Call for Proposals
The conference programme is now available!
The CFP for PyCon Australia and DjangoCon AU have closed. The OpenStack Miniconf CFP remains open until late April, and proposals may be submitted at the OpenStack Miniconf CFP site.
Do you want to share your experience and expertise? PyCon Australia 2013 is looking for proposals to fill the conference presentation tracks. The PyCon Australia conference days will be Saturday 6 and Sunday 7 July in Hobart, Tasmania.
Presentation subjects may range from reports on open source, academic or commercial projects to tutorials and case studies. As long as a presentation is interesting and potentially useful to the Python community, it will be considered for inclusion in the program.
We're especially interested in short presentations that will teach conference-goers something new and useful. Can you show attendees how to use a module? Explore a Python language feature? Package an application? We'd love to hear from you!
Proposals about the Django web framework are also encouraged, and will also be considered for inclusion in DjangoCon AU, to be held on Friday 5 July.
If you have any questions, please review the information below or contact the PyCon Australia Program Committee at <firstname.lastname@example.org>.

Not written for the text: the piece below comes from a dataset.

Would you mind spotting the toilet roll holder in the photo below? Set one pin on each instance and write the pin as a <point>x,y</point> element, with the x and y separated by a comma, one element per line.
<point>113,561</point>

- Call for Proposals opens: February 28, 2013
- Proposal submission deadline: April 5, 2013
- Proposal acceptance: April 30, 2013
Speakers are eligible for free conference registration and a free seat at the conference dinner.
You will not be automatically registered; you will need to register yourself and failure to do so may result in loss of your talk slot(s).
Suitable topics for PyCon presentations include, but are not limited to:
- Core Python, including Python 3000
- Other implementations: IronPython, Jython, PyPy, and Stackless.
- Web programming (Django, Pylons, Zope, TurboGears, WSGI, Google App Engine, ...)
- Python libraries and extensions
- Business applications
- Embedding and extending Python
- Game programming
- GUI programming
- Network programming
- Open source Python projects
- Packaging issues
- Programming tools
- Project best practices
- Science and maths
- Social issues
- System administration with Python
The preferred length for talks is 30 minutes. You can request a 45-minute extended slot, but proposals requiring 45 minutes will be reviewed more stringently. 45-minute slots are, as a rule of thumb, reserved for how-to talks rather than talks about things you made, saw, or did.
An Open Space room will also be available for follow-up sessions.
Session lengths include time for audience questions. You should budget at least five minutes for questions; for example, a 30-minute talk will be 25 minutes of presentation and 5 minutes of questions.
Every session at PyCon Australia will have professionally-produced video recordings for release to our YouTube channel.
If you do not wish to have your talk recorded the please note this in your submission. Doing so will not influence the selection process in any way.
How to Submit
The primary author should submit the proposal. Additional authors can be added to a proposal on request (they must have accounts too).
The proposal must include the following:
- Talk title.
- Duration/Type: choose 30 minutes for most talks, 45 minutes for extended talks or Tutorial.
- Public abstract for website and programme.
- Private notes for reviewers.
- Target Skill Level: indicate the intended audience and difficulty level: Beginner/Intermediate/Advanced. Add more detail in the summary and/or description, such as specific experience required.
- Project details: If applicable provide information about the project related to your proposal.
- Further information about yourself
- Biography to appear on the website and programme.
- Your experience: This will only appear to reviewers.
If you wish to publish a paper to accompany your presentation we have organised to produce a Proceedings as an unrefereed volume of The Python Papers Monograph
We would prefer that papers for standard length talks (30 minutes) be no more than 5 A4 pages of 11-point type with reasonable margins and papers for long talks (45 minutes) be no more than 10 pages. Appropriate file formats include any file that can be read with Open Office (which includes plain text and HTML with minimal mark-up) or a PDF viewer. Slides (even those accompanied by speaker notes) will not be printed in the proceedings.
Authors wishing to submit a paper must do so before the conference runs. The volume will be published after the conference runs.